Friday, October 2, 2009

Build to think

Over at Musings from an Amateur, Bryce Bunting wonders why students love to learn but don't like school. He tells the story of coming to like writing not from taking writing classes but from blogging. His explanation of why he learns this way? What Prof. of New Media Clay Shirkey refers to as the "architecture of participation."

Shirley suggests that old media had only one model--comsumption. Experts produced, the public consumed. New media, on the other hand is built around a three-part model: consumption, production, and sharing. In Shirkey's view production and sharing are ever more important, because people are willing now to spend a bit of their "cognitive surplus" on exactly those things. We don't only watch (consume) TV. We also make it.

The analogies to education are pretty clear here. The old model of education was consumption based--experts produced knowledge, students consumed it. When they had consumed it well enough, they demonstrated it by producing something of their own.

I hope we are moving towards a "new media" model of education, where consuption, producing, and sharing all take up major proportions of student and faculty time. (After all, one of the main complaints of faculty is that they don't get time to consume (i.e. read, do research, take a sabbatical) because they are always producing stuff.)

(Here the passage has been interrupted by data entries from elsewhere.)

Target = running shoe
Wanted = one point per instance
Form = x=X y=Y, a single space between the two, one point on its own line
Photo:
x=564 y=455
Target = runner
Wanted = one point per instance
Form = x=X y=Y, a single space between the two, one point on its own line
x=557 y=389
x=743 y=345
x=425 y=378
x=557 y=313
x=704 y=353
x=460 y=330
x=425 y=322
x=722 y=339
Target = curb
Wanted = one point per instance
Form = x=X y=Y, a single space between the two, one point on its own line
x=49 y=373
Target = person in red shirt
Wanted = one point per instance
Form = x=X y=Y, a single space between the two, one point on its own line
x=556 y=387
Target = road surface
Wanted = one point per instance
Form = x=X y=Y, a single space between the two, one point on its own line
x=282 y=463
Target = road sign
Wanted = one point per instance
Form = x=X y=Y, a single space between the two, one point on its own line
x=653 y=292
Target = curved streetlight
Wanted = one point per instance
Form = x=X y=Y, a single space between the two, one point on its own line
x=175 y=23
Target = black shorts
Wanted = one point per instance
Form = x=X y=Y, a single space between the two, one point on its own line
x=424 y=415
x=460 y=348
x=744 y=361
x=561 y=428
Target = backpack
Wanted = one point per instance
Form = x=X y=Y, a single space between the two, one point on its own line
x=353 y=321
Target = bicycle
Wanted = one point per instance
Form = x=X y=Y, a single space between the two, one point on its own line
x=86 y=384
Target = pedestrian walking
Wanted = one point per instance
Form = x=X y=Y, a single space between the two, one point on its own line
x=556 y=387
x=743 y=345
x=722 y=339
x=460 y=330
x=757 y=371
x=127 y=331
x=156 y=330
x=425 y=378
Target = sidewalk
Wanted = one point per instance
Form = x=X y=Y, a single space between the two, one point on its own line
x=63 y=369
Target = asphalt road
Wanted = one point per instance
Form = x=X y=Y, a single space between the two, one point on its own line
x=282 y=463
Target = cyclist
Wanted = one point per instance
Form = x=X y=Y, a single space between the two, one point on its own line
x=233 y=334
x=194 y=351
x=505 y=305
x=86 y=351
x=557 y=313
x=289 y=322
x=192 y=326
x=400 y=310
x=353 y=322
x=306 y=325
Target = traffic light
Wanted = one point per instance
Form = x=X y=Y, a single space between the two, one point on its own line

But how to do it? Tim Brown suggests that "design thinking" can make it possible. His ideas are far bigger than I can describe here, but one phrase in his talk stood out to me--that designers shouldn't "think about what to build" they should "build in order to think." (This turn reminds me of William Carlos Williams' line "no ideas but in things.")

If education is based on the idea that we build to think, it has several implications:
  1. No need to start with giving the background--start with doing. Write a paper to discover what you know and don't know; learn to play an instrument by playing it.
  2. Do the same thing several times in order to get better.
  3. Build trust, because when it isn't possible to know the outcome in advance, the project depends on trust (or community) not a promise of success down the road.
  4. Trust grows when work focuses on real human need.
  5. The realm of real human need is huge. Working on needs isn't, then, just about hunger and poverty. Instead it is about being honest in public about one's own weakness and showing patience with those of others.
  6. Work in public, revise in public, fail in public.

2 comments:

Unknown said...

Gary,

Do you think that design thinking could ever be part of a general education program? Or, would formalizing it in that way just bastardize the whole process?

I've talked to Andy Gibbons in BYU's IP&T department a couple of times about this, but I still have doubts that making it part of a formal curriculum would lead to meaningful gains in design thinking among students.

gary said...

Bryce,
IDEO has figured out how to do it in a global design/community development business so you would think it could happen on a campus. I think the trick is to get it built in the right way--experimental seminars instead of freshman seminars; group projects instead of learning communities; senior design projects rather than theses. At a course level it would take some thinking, but I can see how a history class, for example, could grow out of questions and problems rather than topics and research.

I'd love to explore it, because I think it could be a key to responding to the cost/quality challenges schools like Westminster face.

Why are you skeptical? Is it largely because of the way that an approach becomes a "solution" and so loses flexibility?